Playoff baseball is something so very special and after waiting 22 years for its return to Canada, the Toronto Blue Jays and its nation of fans experienced just about everything a team could in its five-game roller-coaster win over the Texas Rangers.
For starters, the Jays became only the third team in MLB history to come back after losing the first two games at home to win a best-of-five series.
The Jays came back in Game 5 on Wednesday at Rogers Centre in a 53-minute seventh inning from a controversial 3–2 deficit—courtesy of the correct interpretation of an obscure rule—to take a 6–3 lead off Jose Bautista’s three-run homer.
“I’ve seen Jose do that all year,” manager John Gibbons told Fox Sports after the game. “He has the knack of doing something big at the right time.”
Bautista called it “the most emotionally charged game I’ve ever played,” in an on-field interview with Fox Sports after the game.
“Words can’t describe the feelings that are inside me right now,” said Russell Martin, whose controversial error in the seventh gave Texas the lead.
The Jays have given Canadian sports fans a team to unite around, and for both team and fans, battling adversity drew them together even more, enabling them to achieve bigger things or realize greater joy.
Digging a Hole
After losing the first two games, the Jays admitted a better team had beaten them. That they ended the regular season losing four out of five games—for the first time since early July—probably didn’t help either.
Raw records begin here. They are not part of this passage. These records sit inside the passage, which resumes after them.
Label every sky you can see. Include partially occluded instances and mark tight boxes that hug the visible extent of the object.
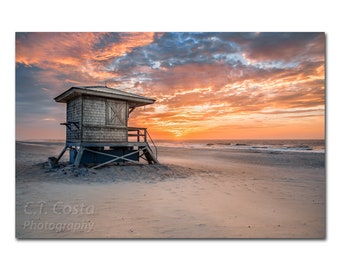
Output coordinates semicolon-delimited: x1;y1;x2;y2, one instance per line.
15;32;325;140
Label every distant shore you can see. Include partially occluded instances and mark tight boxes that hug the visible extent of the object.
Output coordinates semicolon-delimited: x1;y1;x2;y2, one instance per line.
16;142;326;238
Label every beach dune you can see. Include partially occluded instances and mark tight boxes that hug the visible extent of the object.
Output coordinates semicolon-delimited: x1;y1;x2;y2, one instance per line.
16;142;326;238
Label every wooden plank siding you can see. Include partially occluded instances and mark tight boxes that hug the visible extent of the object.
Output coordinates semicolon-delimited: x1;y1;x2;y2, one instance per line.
66;97;82;142
66;95;128;143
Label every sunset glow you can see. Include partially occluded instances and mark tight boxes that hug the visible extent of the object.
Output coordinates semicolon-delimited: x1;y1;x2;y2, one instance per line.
16;33;325;140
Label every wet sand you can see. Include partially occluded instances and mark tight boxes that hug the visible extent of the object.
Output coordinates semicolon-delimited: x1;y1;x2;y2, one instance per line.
16;142;326;238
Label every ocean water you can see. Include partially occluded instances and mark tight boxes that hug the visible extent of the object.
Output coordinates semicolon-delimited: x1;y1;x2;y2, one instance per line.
156;140;325;153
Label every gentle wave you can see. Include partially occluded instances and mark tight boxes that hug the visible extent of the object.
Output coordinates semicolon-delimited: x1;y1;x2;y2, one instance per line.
156;140;325;153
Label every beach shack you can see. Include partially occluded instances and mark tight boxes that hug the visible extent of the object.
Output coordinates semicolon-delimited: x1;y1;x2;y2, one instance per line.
54;86;159;168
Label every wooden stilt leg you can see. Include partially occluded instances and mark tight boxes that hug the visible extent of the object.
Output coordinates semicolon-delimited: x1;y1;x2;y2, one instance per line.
57;145;68;162
74;146;84;167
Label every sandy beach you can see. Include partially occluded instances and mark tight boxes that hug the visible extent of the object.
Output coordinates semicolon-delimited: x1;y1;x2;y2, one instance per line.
16;142;326;238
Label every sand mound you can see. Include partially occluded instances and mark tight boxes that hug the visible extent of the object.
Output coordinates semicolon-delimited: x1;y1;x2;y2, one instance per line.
17;162;209;183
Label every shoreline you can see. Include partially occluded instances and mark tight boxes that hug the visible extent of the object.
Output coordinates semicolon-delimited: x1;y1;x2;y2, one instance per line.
16;142;326;239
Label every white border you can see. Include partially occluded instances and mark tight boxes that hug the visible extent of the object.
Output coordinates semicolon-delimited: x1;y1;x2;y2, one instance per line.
0;0;340;269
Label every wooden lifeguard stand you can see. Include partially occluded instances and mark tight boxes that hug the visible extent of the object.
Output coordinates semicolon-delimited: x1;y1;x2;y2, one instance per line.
54;86;159;168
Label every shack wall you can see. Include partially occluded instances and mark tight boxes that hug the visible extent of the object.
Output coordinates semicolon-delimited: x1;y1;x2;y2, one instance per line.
66;97;82;142
82;96;128;143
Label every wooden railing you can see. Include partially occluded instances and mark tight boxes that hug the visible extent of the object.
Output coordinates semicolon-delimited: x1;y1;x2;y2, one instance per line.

“They outplayed us both games,” said Gibbons on Friday, Oct. 9. “They outlasted us,” he said referring to the tough 14-inning loss in Game 2. The longer a game goes, the more painful it is to lose and Game 2 was the longest playoff game in franchise history.
What could have gone wrong for the Jays was going wrong. Pitching ace David Price was impeccable since joining Toronto (9–1 record), but he took the loss in Game 1, after 10 days rest.